Addressing potential drought resiliency through high-resolution terrain and depression mapping

Increasing occurrences of droughts across Europe and elsewhere require landscape-wide water-retention assessments to evaluate water-supply sustainabilities for local and regional use. This article reports on the results of a study designed to digitally delineate, connect and categorize recurring depression wetness across a rurally cultured morainal landscape, at 1 m resolution. To do this, a digital terrain model (DTM, 1 m resolution) was used to locate and characterize each terrain-detectable depression by type, depth, area, and volume, together with their flow-channel connections and upslope flow-accumulation areas.
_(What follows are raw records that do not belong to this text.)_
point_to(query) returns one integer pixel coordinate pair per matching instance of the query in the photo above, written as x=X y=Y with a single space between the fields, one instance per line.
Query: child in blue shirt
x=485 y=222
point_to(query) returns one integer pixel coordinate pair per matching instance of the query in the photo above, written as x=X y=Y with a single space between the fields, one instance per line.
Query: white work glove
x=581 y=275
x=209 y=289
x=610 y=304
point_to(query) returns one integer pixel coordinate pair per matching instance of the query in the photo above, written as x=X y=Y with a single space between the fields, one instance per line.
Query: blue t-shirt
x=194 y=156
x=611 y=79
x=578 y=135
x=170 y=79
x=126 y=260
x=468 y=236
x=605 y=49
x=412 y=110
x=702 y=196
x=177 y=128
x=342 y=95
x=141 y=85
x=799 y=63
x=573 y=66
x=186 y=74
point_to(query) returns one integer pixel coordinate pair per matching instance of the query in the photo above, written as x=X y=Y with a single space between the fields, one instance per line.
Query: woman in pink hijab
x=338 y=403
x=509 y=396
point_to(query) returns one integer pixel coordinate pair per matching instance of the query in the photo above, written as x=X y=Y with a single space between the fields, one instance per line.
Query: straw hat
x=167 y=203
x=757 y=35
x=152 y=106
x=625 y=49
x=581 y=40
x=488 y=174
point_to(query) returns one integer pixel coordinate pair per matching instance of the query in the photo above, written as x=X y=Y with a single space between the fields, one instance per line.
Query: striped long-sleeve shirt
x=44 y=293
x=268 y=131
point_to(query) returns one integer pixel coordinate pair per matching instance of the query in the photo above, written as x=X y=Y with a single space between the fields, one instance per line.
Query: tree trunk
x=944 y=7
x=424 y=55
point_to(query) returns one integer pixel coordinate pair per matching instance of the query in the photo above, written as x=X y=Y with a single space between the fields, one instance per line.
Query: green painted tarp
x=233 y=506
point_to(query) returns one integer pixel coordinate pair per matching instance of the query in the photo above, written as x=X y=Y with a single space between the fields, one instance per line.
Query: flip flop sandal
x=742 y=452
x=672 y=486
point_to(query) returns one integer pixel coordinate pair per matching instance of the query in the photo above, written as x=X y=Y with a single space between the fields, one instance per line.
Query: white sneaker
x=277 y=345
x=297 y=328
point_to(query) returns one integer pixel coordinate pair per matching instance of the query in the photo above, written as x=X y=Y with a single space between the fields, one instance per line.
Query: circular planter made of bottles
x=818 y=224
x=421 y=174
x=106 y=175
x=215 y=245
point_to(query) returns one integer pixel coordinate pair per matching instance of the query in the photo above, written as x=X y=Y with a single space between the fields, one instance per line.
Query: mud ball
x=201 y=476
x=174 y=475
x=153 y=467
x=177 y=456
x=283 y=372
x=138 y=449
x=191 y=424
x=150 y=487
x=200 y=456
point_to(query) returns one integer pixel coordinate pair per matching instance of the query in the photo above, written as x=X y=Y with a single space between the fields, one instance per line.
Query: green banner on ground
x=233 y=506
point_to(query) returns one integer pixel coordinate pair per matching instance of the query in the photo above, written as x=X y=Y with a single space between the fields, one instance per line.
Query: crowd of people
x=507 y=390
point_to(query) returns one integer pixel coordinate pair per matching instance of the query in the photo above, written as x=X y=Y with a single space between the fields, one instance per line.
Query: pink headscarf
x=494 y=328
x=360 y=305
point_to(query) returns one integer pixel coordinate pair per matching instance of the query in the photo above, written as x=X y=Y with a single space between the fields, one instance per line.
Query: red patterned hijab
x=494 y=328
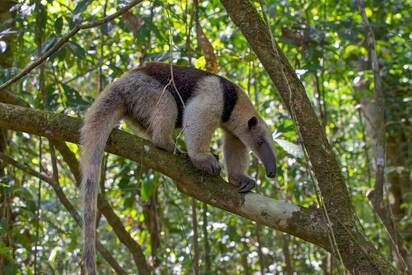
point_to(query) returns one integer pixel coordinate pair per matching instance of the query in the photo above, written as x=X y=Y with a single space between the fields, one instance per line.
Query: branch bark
x=301 y=222
x=359 y=255
x=374 y=111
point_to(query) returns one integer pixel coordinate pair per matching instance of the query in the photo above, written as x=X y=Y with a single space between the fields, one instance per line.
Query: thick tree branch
x=359 y=255
x=67 y=204
x=103 y=204
x=303 y=223
x=64 y=39
x=374 y=111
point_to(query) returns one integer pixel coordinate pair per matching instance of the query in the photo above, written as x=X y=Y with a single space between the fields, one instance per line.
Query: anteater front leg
x=236 y=160
x=198 y=127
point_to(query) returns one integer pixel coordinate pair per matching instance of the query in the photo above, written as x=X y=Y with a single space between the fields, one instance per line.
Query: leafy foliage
x=324 y=41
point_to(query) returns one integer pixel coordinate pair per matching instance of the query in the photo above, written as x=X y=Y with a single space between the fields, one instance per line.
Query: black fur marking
x=229 y=98
x=186 y=79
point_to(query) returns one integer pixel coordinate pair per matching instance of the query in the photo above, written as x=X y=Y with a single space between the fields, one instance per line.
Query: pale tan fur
x=145 y=104
x=202 y=116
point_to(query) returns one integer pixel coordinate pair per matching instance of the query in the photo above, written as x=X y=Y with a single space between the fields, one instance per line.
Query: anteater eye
x=260 y=141
x=252 y=122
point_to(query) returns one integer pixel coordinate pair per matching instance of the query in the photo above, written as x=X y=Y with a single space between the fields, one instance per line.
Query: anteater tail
x=102 y=116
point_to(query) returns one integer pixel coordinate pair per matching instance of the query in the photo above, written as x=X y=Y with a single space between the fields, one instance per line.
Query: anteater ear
x=252 y=122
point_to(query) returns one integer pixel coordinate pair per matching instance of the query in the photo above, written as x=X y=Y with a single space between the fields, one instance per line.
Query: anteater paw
x=243 y=183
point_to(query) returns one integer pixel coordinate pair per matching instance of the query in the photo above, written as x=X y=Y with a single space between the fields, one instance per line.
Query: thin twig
x=64 y=39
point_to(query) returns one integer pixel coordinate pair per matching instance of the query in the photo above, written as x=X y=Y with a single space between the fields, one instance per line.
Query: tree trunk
x=358 y=254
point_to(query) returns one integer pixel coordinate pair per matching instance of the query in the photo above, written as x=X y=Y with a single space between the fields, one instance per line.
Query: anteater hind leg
x=236 y=159
x=163 y=121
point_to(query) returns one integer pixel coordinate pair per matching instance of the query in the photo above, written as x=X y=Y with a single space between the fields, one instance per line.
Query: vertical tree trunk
x=358 y=254
x=6 y=62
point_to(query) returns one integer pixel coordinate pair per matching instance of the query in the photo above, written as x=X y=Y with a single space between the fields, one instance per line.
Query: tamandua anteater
x=157 y=98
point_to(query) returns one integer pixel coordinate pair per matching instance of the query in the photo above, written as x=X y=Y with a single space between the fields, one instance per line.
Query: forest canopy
x=332 y=80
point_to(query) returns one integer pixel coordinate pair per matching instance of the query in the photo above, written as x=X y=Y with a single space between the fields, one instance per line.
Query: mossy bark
x=301 y=222
x=358 y=253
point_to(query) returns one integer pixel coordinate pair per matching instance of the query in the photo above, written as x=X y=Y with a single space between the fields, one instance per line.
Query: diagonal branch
x=64 y=39
x=304 y=223
x=103 y=204
x=67 y=204
x=358 y=253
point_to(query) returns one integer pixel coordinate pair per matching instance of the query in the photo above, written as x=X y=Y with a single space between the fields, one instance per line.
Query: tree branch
x=359 y=254
x=64 y=39
x=304 y=223
x=103 y=204
x=67 y=204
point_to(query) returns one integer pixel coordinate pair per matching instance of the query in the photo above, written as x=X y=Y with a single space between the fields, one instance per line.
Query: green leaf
x=49 y=43
x=5 y=251
x=77 y=50
x=81 y=6
x=58 y=25
x=148 y=187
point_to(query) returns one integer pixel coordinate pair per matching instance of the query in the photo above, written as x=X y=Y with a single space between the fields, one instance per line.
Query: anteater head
x=259 y=139
x=252 y=130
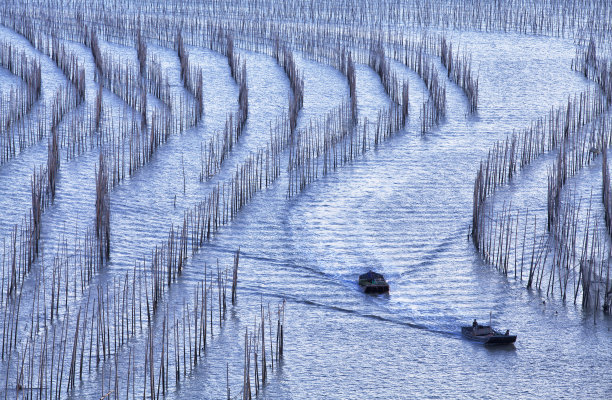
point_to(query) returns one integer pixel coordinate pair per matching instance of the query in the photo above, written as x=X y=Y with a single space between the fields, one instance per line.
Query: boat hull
x=494 y=338
x=374 y=289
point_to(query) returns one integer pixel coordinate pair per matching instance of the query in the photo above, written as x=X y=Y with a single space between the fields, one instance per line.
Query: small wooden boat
x=371 y=282
x=487 y=335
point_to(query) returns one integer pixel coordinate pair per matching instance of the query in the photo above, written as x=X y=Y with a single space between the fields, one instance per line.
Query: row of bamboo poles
x=53 y=351
x=221 y=144
x=19 y=102
x=573 y=20
x=579 y=132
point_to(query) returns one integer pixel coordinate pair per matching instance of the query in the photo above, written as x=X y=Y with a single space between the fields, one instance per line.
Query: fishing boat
x=372 y=282
x=487 y=335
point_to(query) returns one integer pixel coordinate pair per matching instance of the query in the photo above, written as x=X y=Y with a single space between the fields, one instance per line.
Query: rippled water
x=402 y=209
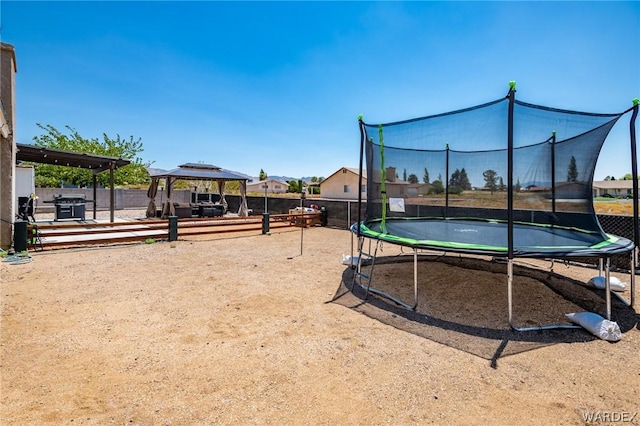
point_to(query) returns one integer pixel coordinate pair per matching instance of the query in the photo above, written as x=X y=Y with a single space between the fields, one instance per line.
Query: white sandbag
x=603 y=328
x=614 y=283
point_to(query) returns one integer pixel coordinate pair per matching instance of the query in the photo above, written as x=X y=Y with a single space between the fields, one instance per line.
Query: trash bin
x=20 y=235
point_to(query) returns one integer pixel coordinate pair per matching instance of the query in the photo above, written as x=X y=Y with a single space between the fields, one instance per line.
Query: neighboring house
x=614 y=188
x=343 y=185
x=273 y=187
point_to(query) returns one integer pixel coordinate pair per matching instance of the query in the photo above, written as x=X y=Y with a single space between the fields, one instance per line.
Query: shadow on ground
x=462 y=303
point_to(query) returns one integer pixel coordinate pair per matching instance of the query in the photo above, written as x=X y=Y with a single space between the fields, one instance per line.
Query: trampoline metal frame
x=358 y=276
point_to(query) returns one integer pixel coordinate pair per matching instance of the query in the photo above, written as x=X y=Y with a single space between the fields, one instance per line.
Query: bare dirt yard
x=264 y=329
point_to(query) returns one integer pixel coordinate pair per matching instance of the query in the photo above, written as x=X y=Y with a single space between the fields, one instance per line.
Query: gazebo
x=195 y=171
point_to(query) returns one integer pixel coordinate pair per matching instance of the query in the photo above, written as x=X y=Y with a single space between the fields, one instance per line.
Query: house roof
x=41 y=155
x=613 y=184
x=198 y=171
x=353 y=170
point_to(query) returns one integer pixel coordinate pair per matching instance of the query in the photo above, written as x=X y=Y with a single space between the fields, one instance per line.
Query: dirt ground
x=264 y=329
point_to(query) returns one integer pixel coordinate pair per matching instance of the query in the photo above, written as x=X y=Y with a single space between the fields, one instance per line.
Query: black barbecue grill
x=70 y=206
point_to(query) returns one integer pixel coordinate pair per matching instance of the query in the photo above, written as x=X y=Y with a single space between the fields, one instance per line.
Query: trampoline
x=505 y=179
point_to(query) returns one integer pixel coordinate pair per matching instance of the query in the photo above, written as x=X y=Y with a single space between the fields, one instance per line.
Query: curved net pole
x=634 y=177
x=512 y=98
x=363 y=138
x=446 y=184
x=552 y=140
x=383 y=186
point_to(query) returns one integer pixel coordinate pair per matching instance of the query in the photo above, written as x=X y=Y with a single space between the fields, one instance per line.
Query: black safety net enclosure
x=502 y=178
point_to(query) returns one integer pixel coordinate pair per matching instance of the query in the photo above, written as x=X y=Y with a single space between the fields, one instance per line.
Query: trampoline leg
x=359 y=276
x=607 y=287
x=632 y=282
x=510 y=302
x=415 y=279
x=632 y=278
x=510 y=290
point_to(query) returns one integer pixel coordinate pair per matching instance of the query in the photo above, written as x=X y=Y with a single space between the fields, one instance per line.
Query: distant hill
x=284 y=179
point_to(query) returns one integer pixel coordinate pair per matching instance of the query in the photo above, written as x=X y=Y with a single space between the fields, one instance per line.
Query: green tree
x=51 y=176
x=625 y=177
x=437 y=187
x=425 y=177
x=572 y=172
x=490 y=179
x=295 y=186
x=459 y=180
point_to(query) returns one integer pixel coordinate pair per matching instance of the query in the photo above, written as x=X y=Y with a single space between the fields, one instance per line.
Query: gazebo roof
x=198 y=171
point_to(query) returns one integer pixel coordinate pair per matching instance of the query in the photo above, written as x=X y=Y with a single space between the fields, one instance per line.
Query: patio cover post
x=112 y=195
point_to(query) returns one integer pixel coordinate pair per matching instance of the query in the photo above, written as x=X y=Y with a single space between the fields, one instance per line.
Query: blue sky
x=278 y=86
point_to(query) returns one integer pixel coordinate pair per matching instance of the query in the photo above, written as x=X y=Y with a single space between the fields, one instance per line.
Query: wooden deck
x=49 y=234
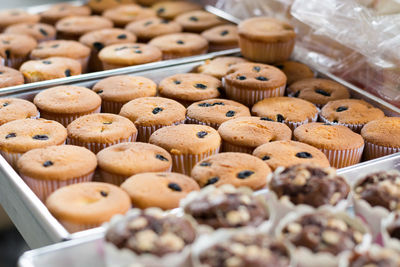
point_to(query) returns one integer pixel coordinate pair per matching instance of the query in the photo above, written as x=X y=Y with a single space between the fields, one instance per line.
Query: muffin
x=213 y=112
x=16 y=48
x=13 y=16
x=124 y=14
x=171 y=9
x=177 y=45
x=266 y=40
x=10 y=77
x=318 y=91
x=152 y=113
x=149 y=28
x=198 y=21
x=187 y=144
x=67 y=103
x=218 y=67
x=62 y=10
x=342 y=146
x=249 y=83
x=99 y=39
x=222 y=37
x=20 y=136
x=73 y=27
x=12 y=109
x=226 y=207
x=295 y=71
x=50 y=68
x=40 y=31
x=190 y=87
x=63 y=48
x=128 y=54
x=291 y=111
x=382 y=137
x=288 y=153
x=101 y=130
x=119 y=162
x=45 y=170
x=244 y=134
x=118 y=90
x=353 y=113
x=237 y=169
x=83 y=206
x=157 y=189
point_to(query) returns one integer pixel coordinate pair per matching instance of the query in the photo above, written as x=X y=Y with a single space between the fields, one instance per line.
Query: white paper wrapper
x=43 y=188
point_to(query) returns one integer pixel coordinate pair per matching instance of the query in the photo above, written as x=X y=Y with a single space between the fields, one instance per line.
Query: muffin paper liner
x=43 y=188
x=266 y=52
x=304 y=257
x=66 y=119
x=144 y=132
x=373 y=151
x=354 y=127
x=249 y=97
x=96 y=147
x=228 y=147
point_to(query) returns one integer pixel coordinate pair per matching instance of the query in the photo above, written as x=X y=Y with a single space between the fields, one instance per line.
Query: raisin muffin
x=87 y=205
x=62 y=10
x=10 y=77
x=119 y=162
x=63 y=48
x=353 y=113
x=101 y=130
x=40 y=31
x=46 y=169
x=20 y=136
x=198 y=21
x=342 y=146
x=244 y=134
x=128 y=54
x=12 y=109
x=124 y=14
x=288 y=153
x=226 y=207
x=249 y=83
x=177 y=45
x=99 y=39
x=157 y=189
x=66 y=103
x=218 y=67
x=213 y=112
x=291 y=111
x=237 y=169
x=149 y=28
x=190 y=87
x=266 y=40
x=152 y=113
x=382 y=137
x=221 y=37
x=118 y=90
x=318 y=91
x=50 y=68
x=187 y=144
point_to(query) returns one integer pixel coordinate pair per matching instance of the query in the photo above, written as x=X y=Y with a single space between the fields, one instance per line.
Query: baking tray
x=89 y=250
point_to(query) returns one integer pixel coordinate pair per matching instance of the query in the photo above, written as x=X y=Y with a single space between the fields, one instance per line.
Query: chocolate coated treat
x=227 y=207
x=306 y=184
x=322 y=232
x=243 y=249
x=380 y=189
x=152 y=232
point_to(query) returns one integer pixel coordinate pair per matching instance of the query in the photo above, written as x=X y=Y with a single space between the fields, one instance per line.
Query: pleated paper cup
x=43 y=188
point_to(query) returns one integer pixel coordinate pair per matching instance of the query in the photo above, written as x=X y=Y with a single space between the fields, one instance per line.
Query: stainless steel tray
x=89 y=251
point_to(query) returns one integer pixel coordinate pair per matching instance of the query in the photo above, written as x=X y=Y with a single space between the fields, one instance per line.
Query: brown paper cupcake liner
x=43 y=188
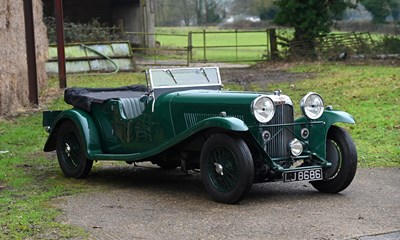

In addition, historical 2008–2017 Google Earth images and a local daily weather report were used to index and verify weather- and season-induced changes in depression wetness based on ground coloration, vegetation coverage, and image date. Developing and applying these procedures by way of a case study revealed (i) that about 90% of the image-indexed depression wetness variations could mostly be attributed to DTM-determined depression type, area and depth, and (ii) that image-recognized wetness variations were consistent with weather-modelled soil moisture projections. The results so obtained can be used to quantify potential drought resiliency in terms water retention volumes per depression. Since the procedures as described have a broad application potential, they can be used globally for drought resiliency evaluations and agricultural water management.